Soudain, un battant s’ouvre et un chaleureux soleil d’automne inonde l’entrée de Saint-Eustache, église située en plein cœur de Paris. Les rayons frappent idéalement, en hauteur, la surface d’une peinture hyperréaliste, tout en clair-obscur, de Dhewadi Hadjab. L’artiste de 32 ans a produit un diptyque spécialement pour les vestibules nord et sud de l’édifice : Je tombai par terre et j’entendis une voix et Me voici, Seigneur ! Accrochés au-dessus des portes qui donnent sur la nef, les tableaux forment un ensemble sur le thème de la conversion de saint Paul : un jeune homme en jogging, tombé à la renverse, se protège le visage avec les mains d’une lumière céleste éblouissante.
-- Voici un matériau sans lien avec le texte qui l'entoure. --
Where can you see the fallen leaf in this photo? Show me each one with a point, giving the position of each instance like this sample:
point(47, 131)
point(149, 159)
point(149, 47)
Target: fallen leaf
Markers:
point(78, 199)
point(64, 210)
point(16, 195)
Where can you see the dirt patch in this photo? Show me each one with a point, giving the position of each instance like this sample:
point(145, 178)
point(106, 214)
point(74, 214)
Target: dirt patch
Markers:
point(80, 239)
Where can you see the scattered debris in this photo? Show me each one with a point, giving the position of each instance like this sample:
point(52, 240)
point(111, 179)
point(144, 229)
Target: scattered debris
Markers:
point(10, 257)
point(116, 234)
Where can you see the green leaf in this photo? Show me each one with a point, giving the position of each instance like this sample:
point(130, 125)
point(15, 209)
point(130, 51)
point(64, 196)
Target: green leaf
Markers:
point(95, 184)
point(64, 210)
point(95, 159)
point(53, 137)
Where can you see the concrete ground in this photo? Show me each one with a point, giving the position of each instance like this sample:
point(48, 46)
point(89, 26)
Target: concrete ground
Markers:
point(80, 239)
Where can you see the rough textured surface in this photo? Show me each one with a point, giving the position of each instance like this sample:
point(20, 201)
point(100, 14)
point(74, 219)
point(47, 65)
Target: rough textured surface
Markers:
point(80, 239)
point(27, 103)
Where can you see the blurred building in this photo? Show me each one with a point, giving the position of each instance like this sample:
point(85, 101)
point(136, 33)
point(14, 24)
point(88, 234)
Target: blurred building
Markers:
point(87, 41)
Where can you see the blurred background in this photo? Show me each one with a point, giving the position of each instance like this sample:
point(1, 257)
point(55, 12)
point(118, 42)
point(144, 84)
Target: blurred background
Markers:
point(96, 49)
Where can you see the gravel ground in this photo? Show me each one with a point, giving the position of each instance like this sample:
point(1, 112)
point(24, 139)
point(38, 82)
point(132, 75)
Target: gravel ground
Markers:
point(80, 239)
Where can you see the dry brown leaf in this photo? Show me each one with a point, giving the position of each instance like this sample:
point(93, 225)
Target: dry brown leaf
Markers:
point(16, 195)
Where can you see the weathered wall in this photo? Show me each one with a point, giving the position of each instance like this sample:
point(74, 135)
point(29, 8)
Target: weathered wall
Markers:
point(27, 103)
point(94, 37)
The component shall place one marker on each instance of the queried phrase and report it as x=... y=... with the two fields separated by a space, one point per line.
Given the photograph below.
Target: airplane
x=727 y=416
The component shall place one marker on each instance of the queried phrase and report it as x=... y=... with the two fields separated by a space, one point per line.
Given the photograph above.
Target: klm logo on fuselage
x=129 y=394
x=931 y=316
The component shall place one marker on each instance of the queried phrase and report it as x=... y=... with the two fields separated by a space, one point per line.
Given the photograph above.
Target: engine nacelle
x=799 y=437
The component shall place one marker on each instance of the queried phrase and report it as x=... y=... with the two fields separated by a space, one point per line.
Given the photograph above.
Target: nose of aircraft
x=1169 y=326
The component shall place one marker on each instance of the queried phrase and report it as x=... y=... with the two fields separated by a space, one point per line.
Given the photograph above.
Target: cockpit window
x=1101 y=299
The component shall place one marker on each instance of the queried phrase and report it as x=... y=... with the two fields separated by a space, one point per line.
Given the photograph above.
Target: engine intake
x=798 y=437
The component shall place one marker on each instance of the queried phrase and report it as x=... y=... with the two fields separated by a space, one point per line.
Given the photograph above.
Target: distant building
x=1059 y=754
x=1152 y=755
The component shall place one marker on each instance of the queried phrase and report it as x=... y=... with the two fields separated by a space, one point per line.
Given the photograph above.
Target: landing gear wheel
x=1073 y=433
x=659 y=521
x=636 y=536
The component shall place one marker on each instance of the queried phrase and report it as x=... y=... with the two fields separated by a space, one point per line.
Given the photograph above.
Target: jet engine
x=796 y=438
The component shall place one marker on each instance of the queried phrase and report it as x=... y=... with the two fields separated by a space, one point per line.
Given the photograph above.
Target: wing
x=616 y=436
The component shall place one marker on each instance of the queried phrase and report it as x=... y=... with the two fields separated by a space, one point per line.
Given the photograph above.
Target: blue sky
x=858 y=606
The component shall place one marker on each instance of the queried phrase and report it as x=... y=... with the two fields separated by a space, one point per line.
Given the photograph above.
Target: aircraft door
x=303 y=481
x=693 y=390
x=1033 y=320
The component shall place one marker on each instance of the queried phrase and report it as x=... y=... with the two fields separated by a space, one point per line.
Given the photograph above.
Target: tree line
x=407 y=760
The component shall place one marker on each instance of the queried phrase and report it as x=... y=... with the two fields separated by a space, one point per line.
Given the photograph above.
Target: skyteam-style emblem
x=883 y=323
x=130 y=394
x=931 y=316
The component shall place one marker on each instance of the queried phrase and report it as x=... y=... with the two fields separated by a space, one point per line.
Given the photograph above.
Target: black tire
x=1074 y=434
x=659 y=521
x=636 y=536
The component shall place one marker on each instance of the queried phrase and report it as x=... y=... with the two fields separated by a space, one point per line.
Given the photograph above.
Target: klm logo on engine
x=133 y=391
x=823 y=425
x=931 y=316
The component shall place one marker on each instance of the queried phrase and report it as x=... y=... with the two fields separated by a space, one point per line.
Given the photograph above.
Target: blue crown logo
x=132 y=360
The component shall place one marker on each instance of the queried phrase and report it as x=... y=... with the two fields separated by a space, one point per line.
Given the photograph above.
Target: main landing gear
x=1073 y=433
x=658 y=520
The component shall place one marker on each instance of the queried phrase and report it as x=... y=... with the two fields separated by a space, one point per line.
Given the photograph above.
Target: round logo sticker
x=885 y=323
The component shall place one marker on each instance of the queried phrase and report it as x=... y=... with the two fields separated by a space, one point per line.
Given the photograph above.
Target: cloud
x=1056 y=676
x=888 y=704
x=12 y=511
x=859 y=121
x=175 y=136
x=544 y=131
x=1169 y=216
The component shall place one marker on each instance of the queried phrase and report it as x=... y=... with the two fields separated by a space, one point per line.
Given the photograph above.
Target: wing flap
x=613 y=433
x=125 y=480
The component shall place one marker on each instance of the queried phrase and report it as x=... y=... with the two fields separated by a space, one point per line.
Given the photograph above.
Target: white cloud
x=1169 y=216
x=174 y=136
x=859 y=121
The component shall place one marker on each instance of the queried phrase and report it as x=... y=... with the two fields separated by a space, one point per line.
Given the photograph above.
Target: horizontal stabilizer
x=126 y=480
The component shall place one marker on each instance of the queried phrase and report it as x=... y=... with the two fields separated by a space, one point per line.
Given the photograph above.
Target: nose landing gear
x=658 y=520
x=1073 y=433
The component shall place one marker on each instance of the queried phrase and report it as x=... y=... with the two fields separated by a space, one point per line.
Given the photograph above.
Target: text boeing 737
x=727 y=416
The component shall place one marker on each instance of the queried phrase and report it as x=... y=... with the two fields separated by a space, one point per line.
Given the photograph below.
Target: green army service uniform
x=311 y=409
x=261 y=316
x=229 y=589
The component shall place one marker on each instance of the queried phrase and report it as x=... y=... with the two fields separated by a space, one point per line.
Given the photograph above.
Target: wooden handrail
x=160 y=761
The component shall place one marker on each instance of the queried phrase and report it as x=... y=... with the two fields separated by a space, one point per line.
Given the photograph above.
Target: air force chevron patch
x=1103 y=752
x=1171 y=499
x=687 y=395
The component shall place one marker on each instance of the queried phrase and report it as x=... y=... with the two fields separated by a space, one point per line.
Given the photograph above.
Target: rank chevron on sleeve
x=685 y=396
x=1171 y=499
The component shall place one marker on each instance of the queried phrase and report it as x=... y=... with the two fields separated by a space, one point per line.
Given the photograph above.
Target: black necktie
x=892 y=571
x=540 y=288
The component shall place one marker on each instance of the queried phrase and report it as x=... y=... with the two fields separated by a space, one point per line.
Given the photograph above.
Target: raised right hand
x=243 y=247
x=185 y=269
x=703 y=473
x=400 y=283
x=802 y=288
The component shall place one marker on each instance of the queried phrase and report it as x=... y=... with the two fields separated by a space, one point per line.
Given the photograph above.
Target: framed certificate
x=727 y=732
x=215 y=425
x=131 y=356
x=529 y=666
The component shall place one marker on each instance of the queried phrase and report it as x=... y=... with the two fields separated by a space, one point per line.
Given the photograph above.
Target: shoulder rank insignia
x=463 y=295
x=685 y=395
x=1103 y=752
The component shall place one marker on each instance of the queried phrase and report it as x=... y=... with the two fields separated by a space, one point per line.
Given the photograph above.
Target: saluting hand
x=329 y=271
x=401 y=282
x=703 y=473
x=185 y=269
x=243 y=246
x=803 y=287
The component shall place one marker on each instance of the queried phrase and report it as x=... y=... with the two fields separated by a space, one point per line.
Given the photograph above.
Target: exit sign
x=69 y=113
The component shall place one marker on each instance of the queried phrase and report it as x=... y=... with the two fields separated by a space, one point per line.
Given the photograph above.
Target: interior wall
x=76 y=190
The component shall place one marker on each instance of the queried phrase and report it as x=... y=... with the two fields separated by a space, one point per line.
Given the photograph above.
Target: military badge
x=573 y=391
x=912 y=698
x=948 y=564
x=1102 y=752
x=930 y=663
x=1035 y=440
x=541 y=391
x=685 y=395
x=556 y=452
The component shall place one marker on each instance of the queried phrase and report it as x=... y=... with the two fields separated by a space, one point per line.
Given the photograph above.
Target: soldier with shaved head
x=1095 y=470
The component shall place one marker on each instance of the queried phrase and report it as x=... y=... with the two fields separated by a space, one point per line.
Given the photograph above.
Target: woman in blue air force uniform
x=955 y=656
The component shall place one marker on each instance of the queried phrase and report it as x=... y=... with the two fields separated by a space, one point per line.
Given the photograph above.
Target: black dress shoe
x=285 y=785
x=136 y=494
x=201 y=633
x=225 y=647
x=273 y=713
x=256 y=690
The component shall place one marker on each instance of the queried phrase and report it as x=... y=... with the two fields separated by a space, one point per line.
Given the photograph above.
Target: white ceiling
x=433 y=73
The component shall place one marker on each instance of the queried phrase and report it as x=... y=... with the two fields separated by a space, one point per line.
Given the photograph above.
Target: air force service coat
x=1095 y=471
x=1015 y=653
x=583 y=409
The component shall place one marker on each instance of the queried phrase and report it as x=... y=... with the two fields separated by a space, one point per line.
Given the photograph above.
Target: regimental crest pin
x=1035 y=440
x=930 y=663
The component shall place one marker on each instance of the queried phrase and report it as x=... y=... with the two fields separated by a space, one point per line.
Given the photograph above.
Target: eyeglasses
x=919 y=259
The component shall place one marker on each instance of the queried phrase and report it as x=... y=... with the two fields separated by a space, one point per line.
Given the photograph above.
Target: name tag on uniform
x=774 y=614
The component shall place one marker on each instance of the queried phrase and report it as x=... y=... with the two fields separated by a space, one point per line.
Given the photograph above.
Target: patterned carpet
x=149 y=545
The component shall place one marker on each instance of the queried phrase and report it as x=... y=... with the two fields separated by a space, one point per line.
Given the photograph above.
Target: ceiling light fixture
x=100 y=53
Dhewadi Hadjab traite de manière très contemporaine la manifestation de la grâce divine. Les vêtements du modèle évoquent davantage ceux d’un jeune de banlieue que ceux d’un apôtre, une façon de montrer que l’église est ouverte à tous, connectée à la foule grouillante du quartier des Halles.
Les deux peintures, inaugurées début octobre 2024 à l’instigation du père Yves Trocheris, le curé de Saint-Eustache, sont un don de leur auteur et du galeriste Kamel Mennour. L’histoire est belle. Depuis 2021, le prix Rubis Mécénat permet chaque année à un étudiant des Beaux-Arts de Paris de concevoir une œuvre pour l’église. Le premier lauréat, Dhewadi Hadjab, soumet deux toiles à la chorégraphie saisissante de réalisme : une femme, le buste renversé, cherche à maintenir avec ses pieds un prie-Dieu dans un équilibre précaire. Lors de la présentation, Kamel Mennour est subjugué et propose à l’artiste de le représenter et de lui consacrer une exposition.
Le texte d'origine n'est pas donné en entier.